Bug 93942 - [vfs] [patch] panic: ufs_dirbad: bad dir (patch from DragonFly)
Summary: [vfs] [patch] panic: ufs_dirbad: bad dir (patch from DragonFly)
Status: Closed FIXED
Alias: None
Product: Base System
Classification: Unclassified
Component: kern (show other bugs)
Version: 6.1-PRERELEASE
Hardware: Any Any
: Normal Affects Only Me
Assignee: freebsd-fs (Nobody)
URL:
Keywords:
Depends on:
Blocks:
 
Reported: 2006-02-28 15:40 UTC by Yarema
Modified: 2018-05-28 21:37 UTC (History)
5 users (show)

See Also:


Attachments
file.diff (866 bytes, patch)
2006-02-28 15:40 UTC, Yarema
no flags Details | Diff
Ensure that pager is resized before UFS directory blocks are allocated. (1.77 KB, patch)
2016-07-19 10:08 UTC, Konstantin Belousov
no flags Details | Diff

Note You need to log in before you can comment on or make changes to this bug.
Description Yarema 2006-02-28 15:40:06 UTC
This is at least the third file system which got hosed for me by the
ufs_dirbad bug on three different hard drives since 5.3 STABLE.
I suspect this is related to the following PRs:
http://www.FreeBSD.org/cgi/query-pr.cgi?pr=49079
http://www.FreeBSD.org/cgi/query-pr.cgi?pr=51001

In every case a process would lock up making the whole system
unresponsive.  A reboot, fsck -y in single user mode and another
reboot would produce the following during the mount of the corrupt
fs in rw mode:

bad dir ino 2 at  offset 16384: mangled entry
panic: ufs_dirbad: bad dir
cpuid = 0

Another reboot, fsck -y in single user mode and reboot produces the
same results repeatedly.  Previously I had recovered by mounting the
corrupt fs in ro mode, backup, newfs, restore.

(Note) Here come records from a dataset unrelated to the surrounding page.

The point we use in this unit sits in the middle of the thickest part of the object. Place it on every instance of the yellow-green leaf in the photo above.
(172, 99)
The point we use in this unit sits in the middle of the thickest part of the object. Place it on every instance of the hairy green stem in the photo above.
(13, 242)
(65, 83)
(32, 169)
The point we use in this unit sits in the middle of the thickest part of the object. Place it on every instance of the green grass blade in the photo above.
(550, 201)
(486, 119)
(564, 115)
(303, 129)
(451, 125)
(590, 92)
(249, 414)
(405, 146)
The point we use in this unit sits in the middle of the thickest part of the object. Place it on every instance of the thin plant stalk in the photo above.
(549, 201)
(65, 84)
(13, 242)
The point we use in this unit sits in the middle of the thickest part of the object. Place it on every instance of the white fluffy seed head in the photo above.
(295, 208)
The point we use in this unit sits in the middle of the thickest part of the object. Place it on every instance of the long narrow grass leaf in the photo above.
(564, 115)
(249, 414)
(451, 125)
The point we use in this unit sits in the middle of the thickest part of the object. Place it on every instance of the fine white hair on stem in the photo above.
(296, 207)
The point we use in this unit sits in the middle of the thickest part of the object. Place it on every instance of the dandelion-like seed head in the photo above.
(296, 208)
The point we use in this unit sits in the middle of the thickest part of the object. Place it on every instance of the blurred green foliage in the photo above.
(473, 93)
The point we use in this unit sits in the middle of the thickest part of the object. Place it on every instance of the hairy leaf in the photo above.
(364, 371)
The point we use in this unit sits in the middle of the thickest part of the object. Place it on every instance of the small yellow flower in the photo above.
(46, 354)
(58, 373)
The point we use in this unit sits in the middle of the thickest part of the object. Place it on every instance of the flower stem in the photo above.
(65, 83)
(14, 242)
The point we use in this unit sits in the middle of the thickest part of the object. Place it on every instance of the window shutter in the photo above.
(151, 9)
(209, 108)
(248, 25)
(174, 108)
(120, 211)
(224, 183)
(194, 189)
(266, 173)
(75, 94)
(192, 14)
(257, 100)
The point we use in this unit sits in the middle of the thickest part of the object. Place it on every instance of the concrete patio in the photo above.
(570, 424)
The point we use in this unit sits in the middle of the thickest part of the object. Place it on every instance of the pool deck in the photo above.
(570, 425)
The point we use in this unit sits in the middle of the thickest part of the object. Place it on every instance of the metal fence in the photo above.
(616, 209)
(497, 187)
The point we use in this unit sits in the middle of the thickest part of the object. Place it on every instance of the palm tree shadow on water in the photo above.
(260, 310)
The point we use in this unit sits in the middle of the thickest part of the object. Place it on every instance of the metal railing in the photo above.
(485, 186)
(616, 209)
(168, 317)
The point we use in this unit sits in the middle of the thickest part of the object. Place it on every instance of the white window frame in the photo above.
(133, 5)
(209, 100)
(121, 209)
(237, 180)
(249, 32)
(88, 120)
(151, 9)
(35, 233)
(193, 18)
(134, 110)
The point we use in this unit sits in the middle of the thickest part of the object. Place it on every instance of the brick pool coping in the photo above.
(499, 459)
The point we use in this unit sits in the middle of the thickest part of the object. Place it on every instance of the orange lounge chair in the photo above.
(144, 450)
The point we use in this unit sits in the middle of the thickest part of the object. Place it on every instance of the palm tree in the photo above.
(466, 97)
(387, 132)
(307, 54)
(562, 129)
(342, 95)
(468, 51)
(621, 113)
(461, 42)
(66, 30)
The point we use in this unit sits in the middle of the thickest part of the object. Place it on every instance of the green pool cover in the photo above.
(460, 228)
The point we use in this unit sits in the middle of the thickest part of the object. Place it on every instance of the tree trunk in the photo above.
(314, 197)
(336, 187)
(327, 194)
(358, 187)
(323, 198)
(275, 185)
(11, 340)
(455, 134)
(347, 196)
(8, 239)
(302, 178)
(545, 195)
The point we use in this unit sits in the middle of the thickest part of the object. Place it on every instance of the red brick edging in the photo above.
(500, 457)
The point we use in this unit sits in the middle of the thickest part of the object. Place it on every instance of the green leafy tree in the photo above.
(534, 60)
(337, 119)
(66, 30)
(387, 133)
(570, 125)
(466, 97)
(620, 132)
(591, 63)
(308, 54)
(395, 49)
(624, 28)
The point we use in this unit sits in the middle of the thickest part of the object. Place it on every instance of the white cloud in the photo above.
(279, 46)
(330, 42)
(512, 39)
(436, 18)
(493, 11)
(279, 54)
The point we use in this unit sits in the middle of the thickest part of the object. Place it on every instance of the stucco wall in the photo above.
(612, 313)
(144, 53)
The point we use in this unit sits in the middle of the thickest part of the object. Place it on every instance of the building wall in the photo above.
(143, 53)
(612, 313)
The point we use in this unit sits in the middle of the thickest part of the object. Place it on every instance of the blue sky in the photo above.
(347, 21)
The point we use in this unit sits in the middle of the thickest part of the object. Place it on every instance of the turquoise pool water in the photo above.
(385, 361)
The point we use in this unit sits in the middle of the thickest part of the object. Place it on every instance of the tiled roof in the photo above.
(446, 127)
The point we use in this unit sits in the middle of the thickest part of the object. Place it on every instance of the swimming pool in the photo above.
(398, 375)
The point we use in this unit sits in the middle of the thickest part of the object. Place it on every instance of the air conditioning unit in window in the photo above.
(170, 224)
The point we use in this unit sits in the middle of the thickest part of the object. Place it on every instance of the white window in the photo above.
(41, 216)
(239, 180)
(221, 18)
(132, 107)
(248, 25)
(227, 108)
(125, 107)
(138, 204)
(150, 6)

Recently I noticed Matthew Dillon commit the following to the
DragonFly src repository:

http://leaf.DragonFlyBSD.org/mailarchive/commits/2006-02/msg00057.html

dillon      2006/02/21 10:46:56 PST

DragonFly src repository

  Modified files:
    sys/kern             vfs_cluster.c 
  Log:
  bioops.io_start() was being called in a situation where the buffer could
  be brelse()'d afterwords instead of I/O being initiated.  When this occurs,
  the buffer may contain softupdates-modified data which is never reverted,
  resulting in serious filesystem corruption.  When io_start is called on a
  buffer, I/O MUST be initiated and terminated with a biodone() or the buffer's
  data may not be properly reverted.
  
  Solve the problem by moving the io_start() call a little further on in the
  code, after the potential brelse().
  
  There is a possibility that this bug is responsible for the 'dirbad' panics
  often reported in DragonFly and FreeBSD circles.
  
  Revision  Changes    Path
  1.16      +7 -6      src/sys/kern/vfs_cluster.c

http://www.DragonFlyBSD.org/cvsweb/src/sys/kern/vfs_cluster.c.diff?r1=1.15&r2=1.16&f=u

Below is the equivalent patch to the FreeBSD RELENG_6 branch of
src/sys/kern/vfs_cluster.c

Hope this helps track down the problem.

How-To-Repeat: 	mount <corrupt ufs>
Comment 1 Kris Kennaway 2006-02-28 19:53:43 UTC
On Tue, Feb 28, 2006 at 10:35:36AM -0500, Yarema wrote:
> Hope this helps track down the problem.

Does it work for you? :)

Kris
Comment 2 David Rhodus 2006-03-01 20:10:38 UTC
I have been working with the bad dir problem for several months and I
have not had corruption which fsck would not correct.


-DR
Comment 3 Kris Kennaway 2006-03-01 20:19:37 UTC
> I have been working with the bad dir problem for several months and I
> have not had corruption which fsck would not correct.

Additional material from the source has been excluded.